FWIW, this is what the records should look lik.e..

PS C:\> ipconfig.exe /all

Windows IP Configuration

   Host Name . . . . . . . . . . . . : e2e-dns-utils
   Primary Dns Suffix  . . . . . . . :
   Node Type . . . . . . . . . . . . : Hybrid
   IP Routing Enabled. . . . . . . . : No
   WINS Proxy Enabled. . . . . . . . : No
   DNS Suffix Search List. . . . . . : resolv.conf.local

Ethernet adapter vEthernet (f401cb5f-eth0):

   Connection-specific DNS Suffix  . : resolv.conf.local
   Description . . . . . . . . . . . : Hyper-V Virtual Ethernet Adapter #4
   Physical Address. . . . . . . . . : 00-15-5D-71-09-8C
   DHCP Enabled. . . . . . . . . . . : No
   Autoconfiguration Enabled . . . . : Yes
   Link-local IPv6 Address . . . . . : fe80::c50a:d836:4ce7:a0a3%28(Preferred)
   IPv4 Address. . . . . . . . . . . : 10.240.0.39(Preferred)
   Subnet Mask . . . . . . . . . . . : 255.255.0.0
   Default Gateway . . . . . . . . . : 10.240.0.1
   DNS Servers . . . . . . . . . . . : 1.1.1.1
   NetBIOS over Tcpip. . . . . . . . : Disabled
   Connection-specific DNS Suffix Search List :
                                       resolv.conf.local
jayunit100 commented 3 years ago

i just finished updating https://github.com/kubernetes/kubernetes/pull/97987 to expose this directly , just fyi might be useful as verifier

song-jiang commented 3 years ago

Thanks @jayunit100 for more details. My current understanding is there are two issues.
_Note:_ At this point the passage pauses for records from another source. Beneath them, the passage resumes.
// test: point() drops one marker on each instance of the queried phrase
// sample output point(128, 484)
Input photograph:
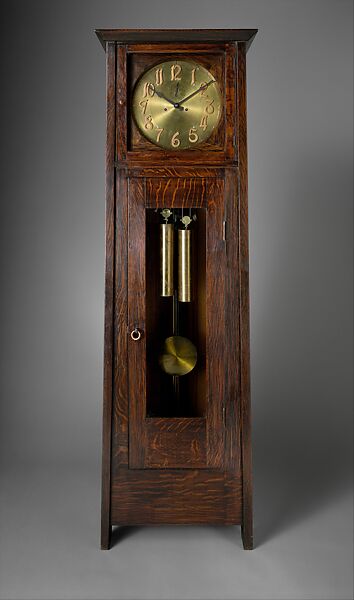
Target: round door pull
point(135, 334)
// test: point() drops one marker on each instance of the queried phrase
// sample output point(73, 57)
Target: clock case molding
point(189, 470)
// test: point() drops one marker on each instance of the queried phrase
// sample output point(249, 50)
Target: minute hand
point(175, 104)
point(201, 89)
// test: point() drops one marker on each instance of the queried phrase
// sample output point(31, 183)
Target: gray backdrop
point(300, 84)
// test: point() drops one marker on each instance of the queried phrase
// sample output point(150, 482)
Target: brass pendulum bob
point(166, 255)
point(179, 354)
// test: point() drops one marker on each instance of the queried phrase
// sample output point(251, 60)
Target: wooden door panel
point(194, 440)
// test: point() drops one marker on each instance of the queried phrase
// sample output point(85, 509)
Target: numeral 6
point(193, 136)
point(175, 141)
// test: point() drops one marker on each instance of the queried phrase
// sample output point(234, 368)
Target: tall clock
point(176, 405)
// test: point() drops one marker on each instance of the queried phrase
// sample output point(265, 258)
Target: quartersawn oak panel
point(155, 497)
point(175, 443)
point(183, 192)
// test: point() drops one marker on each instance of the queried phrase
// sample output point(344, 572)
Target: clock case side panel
point(109, 299)
point(245, 396)
point(132, 147)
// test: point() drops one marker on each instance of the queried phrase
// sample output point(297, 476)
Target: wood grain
point(247, 522)
point(156, 497)
point(180, 468)
point(215, 322)
point(181, 192)
point(120, 392)
point(175, 443)
point(188, 36)
point(109, 302)
point(136, 319)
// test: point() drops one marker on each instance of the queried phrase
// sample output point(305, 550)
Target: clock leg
point(247, 535)
point(106, 535)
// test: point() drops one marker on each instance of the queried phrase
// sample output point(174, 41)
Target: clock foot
point(106, 536)
point(247, 537)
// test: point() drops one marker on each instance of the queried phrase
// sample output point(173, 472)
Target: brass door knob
point(135, 334)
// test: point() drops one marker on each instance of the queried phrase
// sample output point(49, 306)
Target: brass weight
point(166, 259)
point(184, 265)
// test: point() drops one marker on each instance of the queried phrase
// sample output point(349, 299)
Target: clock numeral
point(159, 132)
point(148, 122)
point(143, 104)
point(176, 70)
point(175, 141)
point(193, 136)
point(204, 122)
point(149, 89)
point(209, 109)
point(203, 88)
point(159, 76)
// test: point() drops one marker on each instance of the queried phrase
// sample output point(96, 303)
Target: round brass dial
point(177, 104)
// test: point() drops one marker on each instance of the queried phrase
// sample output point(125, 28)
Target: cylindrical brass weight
point(184, 265)
point(166, 259)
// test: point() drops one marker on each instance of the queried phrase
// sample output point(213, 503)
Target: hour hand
point(160, 95)
point(200, 89)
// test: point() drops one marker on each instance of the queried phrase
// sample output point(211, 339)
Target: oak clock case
point(176, 410)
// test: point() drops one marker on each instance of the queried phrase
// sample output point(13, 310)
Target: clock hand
point(202, 87)
point(160, 95)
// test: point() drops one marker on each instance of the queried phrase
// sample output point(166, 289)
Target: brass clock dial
point(177, 104)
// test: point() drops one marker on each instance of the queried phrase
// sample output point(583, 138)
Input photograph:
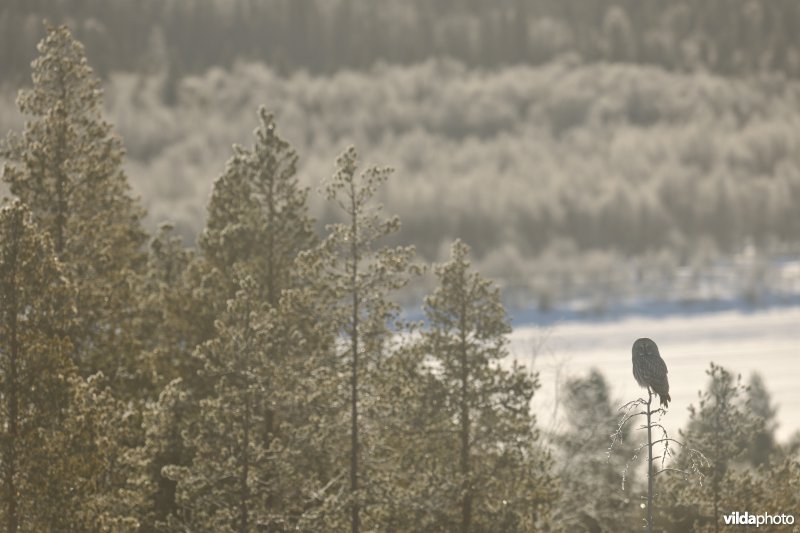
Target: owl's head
point(645, 346)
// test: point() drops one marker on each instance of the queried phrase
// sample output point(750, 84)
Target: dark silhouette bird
point(650, 370)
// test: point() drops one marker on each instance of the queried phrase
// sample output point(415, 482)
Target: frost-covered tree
point(67, 167)
point(496, 473)
point(58, 435)
point(258, 216)
point(594, 497)
point(720, 427)
point(356, 275)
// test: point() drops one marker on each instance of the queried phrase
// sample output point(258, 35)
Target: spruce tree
point(597, 492)
point(257, 224)
point(356, 276)
point(258, 216)
point(67, 167)
point(56, 447)
point(498, 473)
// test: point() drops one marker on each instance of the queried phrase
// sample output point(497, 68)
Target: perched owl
point(650, 370)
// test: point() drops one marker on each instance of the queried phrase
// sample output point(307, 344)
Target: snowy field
point(765, 341)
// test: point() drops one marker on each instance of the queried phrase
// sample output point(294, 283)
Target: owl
point(650, 370)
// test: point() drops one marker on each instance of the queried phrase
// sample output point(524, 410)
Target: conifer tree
point(593, 497)
point(66, 166)
point(226, 485)
point(55, 439)
point(357, 276)
point(257, 224)
point(721, 427)
point(499, 475)
point(258, 216)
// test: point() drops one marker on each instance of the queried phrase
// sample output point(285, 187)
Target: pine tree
point(592, 497)
point(257, 224)
point(357, 277)
point(720, 427)
point(225, 487)
point(55, 450)
point(498, 474)
point(258, 216)
point(66, 166)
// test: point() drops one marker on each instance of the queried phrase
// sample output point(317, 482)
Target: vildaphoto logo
point(763, 519)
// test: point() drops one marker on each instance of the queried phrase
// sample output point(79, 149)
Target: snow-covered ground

I suggest we fix the first one with Calico v3.18 release. This would support most use cases and allow k8s Windows e2e to pass. @caseydavenport @fasaxc

type PodDNSConfig struct {
    // A list of DNS name server IP addresses.
    // This will be appended to the base nameservers generated from DNSPolicy.
    // Duplicated nameservers will be removed.
    // +optional
    Nameservers []string `json:"nameservers,omitempty" protobuf:"bytes,1,rep,name=nameservers"`
    // A list of DNS search domains for host-name lookup.
    // This will be appended to the base search paths generated from DNSPolicy.
    // Duplicated search paths will be removed.
    // +optional
    Searches []string `json:"searches,omitempty" protobuf:"bytes,2,rep,name=searches"`
    // A list of DNS resolver options.
    // This will be merged with the base options generated from DNSPolicy.
    // Duplicated entries will be removed. Resolution options given in Options
    // will override those that appear in the base DNSPolicy.
    // +optional
    Options []PodDNSConfigOption `json:"options,omitempty" protobuf:"bytes,3,rep,name=options"`
}
song-jiang commented 3 years ago

@jayunit100 Are you running your cluster on EKS? If that is the case, are you using AWS CNI on Windows nodes?

jayunit100 commented 3 years ago

in my case, the eks cluster is using calico for the cni...

orest-gulman commented 5 months ago

I have same behaviour in case of AWS CNI, basically dnsConfig are ignored for windows pod. Appreciate for any suggestions.